I started to respond to this earlier and didn't. But since you've picked up on it as well, I'll go ahead and comment. The idea of "luxury" dorms seems prevalent out there, but the reality is far different. Sure, they probably exist somewhere, but they are far from the norm. None of the schools we visited, nor that my kids attended/attend, have anything approaching a "luxury" dorm.
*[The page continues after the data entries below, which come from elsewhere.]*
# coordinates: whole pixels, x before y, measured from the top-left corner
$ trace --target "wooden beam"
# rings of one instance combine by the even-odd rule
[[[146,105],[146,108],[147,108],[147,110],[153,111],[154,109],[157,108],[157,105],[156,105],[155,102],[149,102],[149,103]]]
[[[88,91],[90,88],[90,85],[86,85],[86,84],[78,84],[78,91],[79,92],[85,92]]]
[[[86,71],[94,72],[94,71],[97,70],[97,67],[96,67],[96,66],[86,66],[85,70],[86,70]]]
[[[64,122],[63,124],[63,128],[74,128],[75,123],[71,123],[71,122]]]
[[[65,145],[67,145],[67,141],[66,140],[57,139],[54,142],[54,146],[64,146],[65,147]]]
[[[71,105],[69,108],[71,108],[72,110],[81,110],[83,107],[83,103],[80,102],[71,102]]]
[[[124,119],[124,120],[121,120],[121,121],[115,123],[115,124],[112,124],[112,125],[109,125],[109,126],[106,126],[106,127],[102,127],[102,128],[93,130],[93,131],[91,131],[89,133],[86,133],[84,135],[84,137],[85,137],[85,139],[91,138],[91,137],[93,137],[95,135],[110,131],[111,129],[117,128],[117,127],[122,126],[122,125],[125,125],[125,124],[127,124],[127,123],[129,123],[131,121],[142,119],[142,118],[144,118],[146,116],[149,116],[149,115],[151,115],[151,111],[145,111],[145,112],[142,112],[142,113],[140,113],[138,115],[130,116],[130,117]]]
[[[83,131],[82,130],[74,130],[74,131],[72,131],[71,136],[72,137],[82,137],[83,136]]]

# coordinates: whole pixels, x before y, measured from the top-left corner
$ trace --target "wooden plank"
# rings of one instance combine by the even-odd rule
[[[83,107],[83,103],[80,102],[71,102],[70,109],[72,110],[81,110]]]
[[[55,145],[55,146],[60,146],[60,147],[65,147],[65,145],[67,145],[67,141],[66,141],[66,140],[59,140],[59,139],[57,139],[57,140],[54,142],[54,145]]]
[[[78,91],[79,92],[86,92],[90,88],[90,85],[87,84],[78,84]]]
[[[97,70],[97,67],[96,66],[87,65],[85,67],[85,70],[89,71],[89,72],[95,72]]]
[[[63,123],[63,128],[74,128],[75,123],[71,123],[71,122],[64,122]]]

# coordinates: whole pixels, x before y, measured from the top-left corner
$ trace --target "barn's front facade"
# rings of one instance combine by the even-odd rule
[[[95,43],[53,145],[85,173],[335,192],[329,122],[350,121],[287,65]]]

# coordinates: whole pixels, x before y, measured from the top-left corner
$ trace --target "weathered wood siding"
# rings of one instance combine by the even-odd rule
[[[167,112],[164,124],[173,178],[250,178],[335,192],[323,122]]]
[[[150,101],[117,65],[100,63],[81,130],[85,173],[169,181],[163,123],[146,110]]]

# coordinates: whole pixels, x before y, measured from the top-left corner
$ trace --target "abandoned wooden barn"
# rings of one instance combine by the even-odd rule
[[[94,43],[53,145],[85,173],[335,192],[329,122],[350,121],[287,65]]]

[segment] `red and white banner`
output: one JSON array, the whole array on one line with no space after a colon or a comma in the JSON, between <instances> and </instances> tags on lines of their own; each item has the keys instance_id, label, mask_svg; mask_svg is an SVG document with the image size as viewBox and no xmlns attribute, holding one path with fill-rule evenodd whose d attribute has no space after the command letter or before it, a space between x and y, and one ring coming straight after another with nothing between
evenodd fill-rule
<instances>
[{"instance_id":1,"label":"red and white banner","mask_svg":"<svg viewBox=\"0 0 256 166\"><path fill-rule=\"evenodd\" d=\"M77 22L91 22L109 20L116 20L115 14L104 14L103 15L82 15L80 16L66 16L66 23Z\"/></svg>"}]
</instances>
Unless you consider drywall, carpet, and hall baths luxury. Where my daughter attended, the university did tear down a set of barracks (yes, they were originally built just after WW 2 as barracks) and build 11 new dorms and two new dining halls. But none of them were luxury by any stretch. Daughter was an RA and helped move the furniture into them. It was all particle board and laminate. Not even any closets in the rooms, just wardrobe cabinets. Now perhaps some would consider the community bathrooms luxury because they had a door on them. But that was so they could be used by either sex and provide more flexibility in use of the space.

Why build new dorms? Oh my! Well, in 1980 there were 9000 students. In 2018 there were 25,000 so even with the new dorms there was still not enough space for even half the student body.

And while building all that, they also built a new multi purpose lab, new bio engineering, new genetics and new chemistry building. Because all those additional students need additional classroom and lab space. Because to be a first rate academic facility today, you need first rate research.

Quote:
Originally Posted by Ruth4Truth View Post
...
I live near a national science lab. One of the physicists occasionally leads meditation workshops at one of the local Buddhist centers. Some of those physicists are cool guys, and it's because they're not the all-science channel all the time. They support the local opera or symphony, are intelligently involved in the politics of the region, and are happier and more fulfilled for it. They're not going around ranting about how useless their humanities and arts requirements in college were. They're smarter than that.
I work in a national lab and concur with everything you just said. Even among the staff there are those who are of the "just let me code" variety who are great people but will never rise up the ladder. And there are those who have a bigger picture of where science fits into the grands scheme of things. They will be the future leaders.